7 novembre 2010

J.R. Tolkien vs C.S. Lewis

Tolkien et Lewis étaient amis, et tous deux s'accordaient sur le pragmatisme du style merveilleux pour représenter de manière visible l'invisible qui existe dans notre monde, mais leurs idées sur la manière d'évangéliser par leurs écrits (les "romans christiques") étaient très différentes.

Tolkien pensait que les éléments du message de Jésus-Christ devaient être repris sans chercher à reformuler l'histoire Biblique. Ainsi, dans Le Seigneur des Anneaux, chaque personnage principal exprime une facette de Jésus, des hommes, ou de Satan, et l'histoire comporte des thèmes clairement inspirés de l'histoire Biblique.

Il y a un grand méchant qui a créé un anneau de pouvoir pour soumettre les êtres vivants à sa volonté maléfique, mais il est vaincu et perd l'anneau. Seulement son existence dépend de l'anneau, tant elle y est liée, ainsi il survit, bien qu'affaibli. Les hommes sont tentés d'utiliser l'anneau pour vaincre le mal, mais l'anneau n'a qu'un seul maître, et son pouvoir corrompt le cœur de l'homme, qui finit par n'être qu'un esclave du grand méchant. Jusqu'à ce qu'une créature des plus faibles prenne sur lui de porter l'anneau, source de tout le mal, et d'être progressivement corrompu par son pouvoir, afin de faire ce qu'aucun autre ne peut faire : l'amener là où il a été forgé et le détruire.

Sauron est une expression de Satan, et l'anneau, du pêché. On voit aussi des facettes de Satan dans tous les monstres. Frodon représente Jésus qui prend sur lui le pêché, alors qu'il est innocent, et porte le fardeau tout du long. Aragorn représente Jésus, le roi qui revient pour réclamer et établir son Royaume. Sam Gamegie est le consolateur qui aide Frodon dans sa tâche et ne le quitte jamais – il incarne l'Esprit Saint. Gandalf le Gris est à la fois une représentation de Dieu le Père (sage et mentor) et de Jésus qui meurt, descend en Enfer (chute dans la mine de la Moria), vainc la mort (le Balrog), ressuscite et a un corps transformé (il est devenu Gandalf le Blanc).

Tolkien a puisé dans la mythologie pré-chrétienne et l'a réinventée. Les mythes anglo-saxons pré-chrétiens annonçaient qu'à la fin des temps, le bien et le mal s'affronterait, mais que le mal gagnerait. De là naissait l'idée de noblesse dans le combat d'autant plus juste que c'était une cause perdue.

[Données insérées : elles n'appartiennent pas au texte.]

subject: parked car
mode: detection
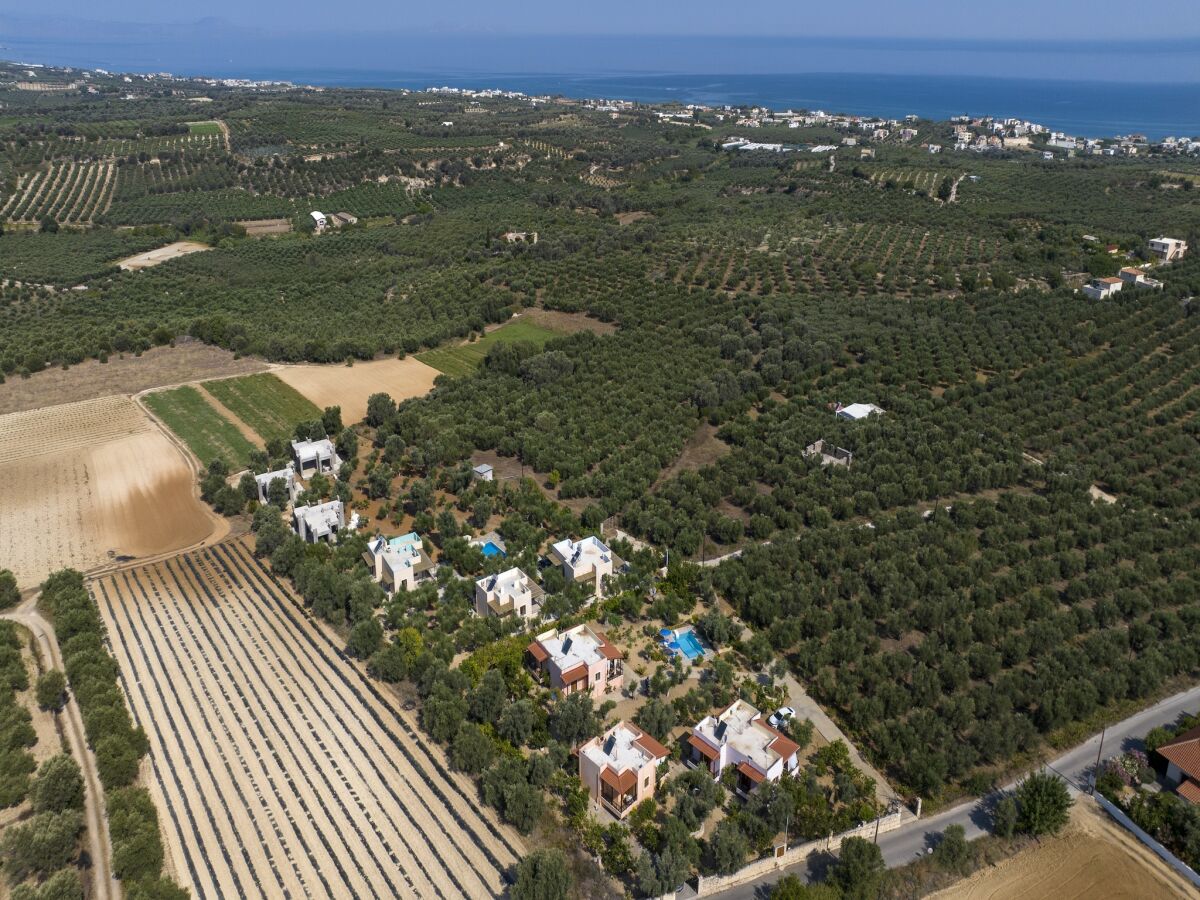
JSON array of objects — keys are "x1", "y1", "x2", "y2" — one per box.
[{"x1": 767, "y1": 707, "x2": 796, "y2": 728}]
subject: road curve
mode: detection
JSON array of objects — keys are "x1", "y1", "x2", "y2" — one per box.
[{"x1": 0, "y1": 598, "x2": 121, "y2": 900}]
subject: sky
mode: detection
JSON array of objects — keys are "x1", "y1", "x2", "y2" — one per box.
[{"x1": 7, "y1": 0, "x2": 1200, "y2": 41}]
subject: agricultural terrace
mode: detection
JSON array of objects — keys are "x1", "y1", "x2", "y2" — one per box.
[
  {"x1": 91, "y1": 542, "x2": 524, "y2": 900},
  {"x1": 204, "y1": 372, "x2": 320, "y2": 440}
]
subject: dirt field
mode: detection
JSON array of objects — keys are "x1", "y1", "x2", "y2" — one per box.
[
  {"x1": 118, "y1": 241, "x2": 212, "y2": 271},
  {"x1": 91, "y1": 541, "x2": 524, "y2": 900},
  {"x1": 271, "y1": 356, "x2": 440, "y2": 425},
  {"x1": 0, "y1": 397, "x2": 217, "y2": 587},
  {"x1": 931, "y1": 798, "x2": 1195, "y2": 900},
  {"x1": 0, "y1": 338, "x2": 266, "y2": 414}
]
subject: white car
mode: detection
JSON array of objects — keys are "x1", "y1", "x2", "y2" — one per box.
[{"x1": 767, "y1": 707, "x2": 796, "y2": 728}]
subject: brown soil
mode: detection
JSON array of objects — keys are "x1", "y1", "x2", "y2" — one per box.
[
  {"x1": 0, "y1": 340, "x2": 266, "y2": 414},
  {"x1": 0, "y1": 397, "x2": 216, "y2": 587},
  {"x1": 272, "y1": 356, "x2": 440, "y2": 425},
  {"x1": 931, "y1": 798, "x2": 1194, "y2": 900}
]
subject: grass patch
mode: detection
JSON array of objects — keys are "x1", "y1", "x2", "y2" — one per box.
[
  {"x1": 204, "y1": 372, "x2": 320, "y2": 440},
  {"x1": 145, "y1": 386, "x2": 254, "y2": 469},
  {"x1": 416, "y1": 320, "x2": 559, "y2": 376}
]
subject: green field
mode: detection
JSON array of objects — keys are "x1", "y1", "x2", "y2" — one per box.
[
  {"x1": 204, "y1": 373, "x2": 320, "y2": 440},
  {"x1": 146, "y1": 385, "x2": 254, "y2": 469},
  {"x1": 416, "y1": 322, "x2": 558, "y2": 376}
]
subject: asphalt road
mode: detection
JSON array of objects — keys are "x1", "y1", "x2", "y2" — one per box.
[{"x1": 712, "y1": 685, "x2": 1200, "y2": 900}]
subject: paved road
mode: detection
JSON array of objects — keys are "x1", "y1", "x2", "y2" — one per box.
[
  {"x1": 4, "y1": 598, "x2": 121, "y2": 900},
  {"x1": 713, "y1": 685, "x2": 1200, "y2": 900}
]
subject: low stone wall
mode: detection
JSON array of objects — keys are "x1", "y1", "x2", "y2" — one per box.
[{"x1": 696, "y1": 809, "x2": 912, "y2": 896}]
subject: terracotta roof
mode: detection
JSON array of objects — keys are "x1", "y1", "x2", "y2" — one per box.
[
  {"x1": 688, "y1": 734, "x2": 720, "y2": 760},
  {"x1": 1158, "y1": 725, "x2": 1200, "y2": 779},
  {"x1": 600, "y1": 766, "x2": 637, "y2": 793},
  {"x1": 738, "y1": 762, "x2": 767, "y2": 785},
  {"x1": 1175, "y1": 779, "x2": 1200, "y2": 805}
]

C'est pour ça que les anglo-saxons furent fasciné par l'histoire de Jésus qui se sacrifie et semble perdre devant Satan. Mais là où la mythologie était pessimiste et défaitiste, la Bible est optimiste, et Tolkien a su garder l'esprit de tristesse de l'une tout en y intégrant l'esprit victorieux de l'autre.

Lewis était d'un autre avis. Pour lui, il fallait être clair, et reproduire ce qu'il estimait être la meilleure histoire au monde le plus fidèlement possible. C'est pourquoi dans Le Monde de Narnia, Azlan est clairement identifié à Jésus, et la Reine des Glaces à Satan.

Si je dois reconnaître que le style de Tolkien me plaît plus que celui de Lewis, c'est pourtant en voyant Le Monde de Narnia pour la deuxième fois (et cette fois-ci sachant que c'était une œuvre d'évangélisation) que j'ai réalisé ce que la foi chrétienne avait à m'offrir. Je ne dis pas que Le Seigneur des Anneaux ne m'aurait pas permis la même chose, mais simplement que les deux fonctionnent.

Enfin, un troisième auteur m'intrigue. Il est difficile de trouver des commentaires sur sa théologie ou sur sa philosophie de l'écriture. Révérend Dodgson, bien que vous le connaissiez sous un autre nom, est l'auteur d'une représentation de Dieu des plus pertinente pour notre génération, à mon avis. Il s'agit de l'Épée Vorpale.

C'est une épée, qui semble être un objet inanimé, mais on dit qu'elle a une volonté propre. Avant son grand combat contre le dragonesque Jabberwocky, Alice, qui ne sait pas se battre, se voit conseiller de « simplement s'accrocher à l'épée », parce que c'est l'épée qui fera le reste. Enfin, quand le Jabberwocky avance sur Alice, il dit « Ah, mon éternel ennemi ». Croyant qu'il lui parle, Alice se défend : elle vient à peine de le rencontrer. Et la réponse du Jabberwocky est des plus intéressantes : « Silence, simple serviteur ! Je m'adressais à la Vorpale ».